Source:  Martin Chemnitz (Fred Kramer, translator), Examination of the Council of Trent, Part II (St. Louis, Missouri:  Concordia Publishing House, 1978), pp. 165-166.

3.      Regarding Lutheran practice in the sixteenth century:

A third broad generalization that may be made [regarding confirmation among Lutherans in the sixteenth century] is that confirmation was directly associated with both sacraments ...  The pastor's instruction was to assure him that the obligation to instruct, which parents and sponsors  had assumed with the child's baptism, had been met and that the catechumen was now ready for the second sacrament.

 

A fourth broad generalization is that the usual age of the catechumen who partook of his first Communion was quite early when compared to present-day practice.  Indeed, age was not regarded an important criterion.  The major criterion was the catechumen's readiness to partake of the Sacrament.  Almost invariably the church orders used an expression such as "when the children have come of age."  According to German law, this was at age 12; according to Roman canon law, it could be interpreted variously as from 7 to 12.

 

Where a reference to confirmation age appears, the age is rarely higher than 12.  Thus Hohenlohe, 1577, and Ansbach, 1564, specify 12.  The same age is suggested by Allstedt, 1533, and Lindow in Pomerania, 1571.  The former states that persons over 12 are to be subject to a personal tax, while the latter requires 12-year-olds to contribute to the pastor’s support.  In both instances, it may be assumed that the age was set at 12 because persons were normally confirmed or communicants by that time.  Lower Austria, 1571, sets a range between 10 and 15.  Brandenburg-Ansbach-Kulmbach, 1556, indicates that the age for first Communion was to be 12 or over.  Braunschweig, 1542, suggests that the former custom of confirming at 10 or 11 be retained.  The Church Order of Sweden, drawn up by Laurentius Petri (1499-1573) in 1571, states that no child younger than 9, or 8 at the least, should attend the Lord’s Supper.  “For younger children can have little exact knowledge of the Sacrament.” During the 16th century the children in Denmark were often admitted to Communion when they were only 6 or 7.

 

Source:  Arthur C. Repp, Confirmation in the Lutheran Church (St. Louis, Missouri:  Concordia Publishing House, 1964), pp. 56-57.
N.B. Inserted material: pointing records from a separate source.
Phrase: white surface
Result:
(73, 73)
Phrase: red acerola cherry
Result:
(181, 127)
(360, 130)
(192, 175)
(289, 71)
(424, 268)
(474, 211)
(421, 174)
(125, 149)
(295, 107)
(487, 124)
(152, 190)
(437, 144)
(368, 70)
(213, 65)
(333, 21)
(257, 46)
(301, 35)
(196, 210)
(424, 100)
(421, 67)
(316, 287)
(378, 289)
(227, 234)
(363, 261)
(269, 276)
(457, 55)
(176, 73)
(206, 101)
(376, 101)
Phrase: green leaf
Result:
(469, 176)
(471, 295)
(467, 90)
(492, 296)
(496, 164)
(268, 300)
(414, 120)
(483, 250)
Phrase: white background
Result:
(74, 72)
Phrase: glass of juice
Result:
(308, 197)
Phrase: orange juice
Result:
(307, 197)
4.     From Johann Gerhard:

Since the Apostle Paul expressly requires in 1 Cor. 11:28,29 that a person first examine himself and then eat of the consecrated bread and drink of the consecrated chalice, so that he does not become guilty of the body and blood of the Lord through an unworthy reception, it thus indisputably follows that not only Christians ... are to be admitted to the holy Supper, but specifically those who examine themselves; that is, those who judge themselves, 1 Cor. 11:31, discern the Lord's body, v. 29, and proclaim His death, v. 26.  Therefore, the following are herewith excluded:

 

... [then follows a list of those excluded, with the ninth and final in the list being:]  The minor children, who have not yet arrived at the age of understanding, for they cannot examine themselves and discern the body of Christ.

 

Source:  Johann Gerhard (Elmer Hohle, translator), A Comprehensive Explanation of Holy Baptism and the Lord's Supper (Malone, Texas:  Repristination Press, 1996), pp. 427,430.  (Original published in 1610.)

5.      From C.F.W. Walther:

Since according to God's Word everyone who wants to go to the Lord's Table should first examine himself and discern the Lord's body (1 Cor. 11:28-29), the holy Supper is not to be administered to children who are still incapable of doing so.  It was an obvious misuse when it [communing children] was rather generally done, from the the third to the fifth centuries, out of a misunderstanding of John 6:53, which was [incorrectly] understood as referring to receiving the Sacrament.  This misuse was also practiced by the Bohemian Hussites and is the rule still today in the Greek church.

 

Luther writes:  "I cannot consider it right that the Bohemians give the same (the holy Supper) to the children, even though I do not call them heretics because of it" (1523 letter to Hausmann).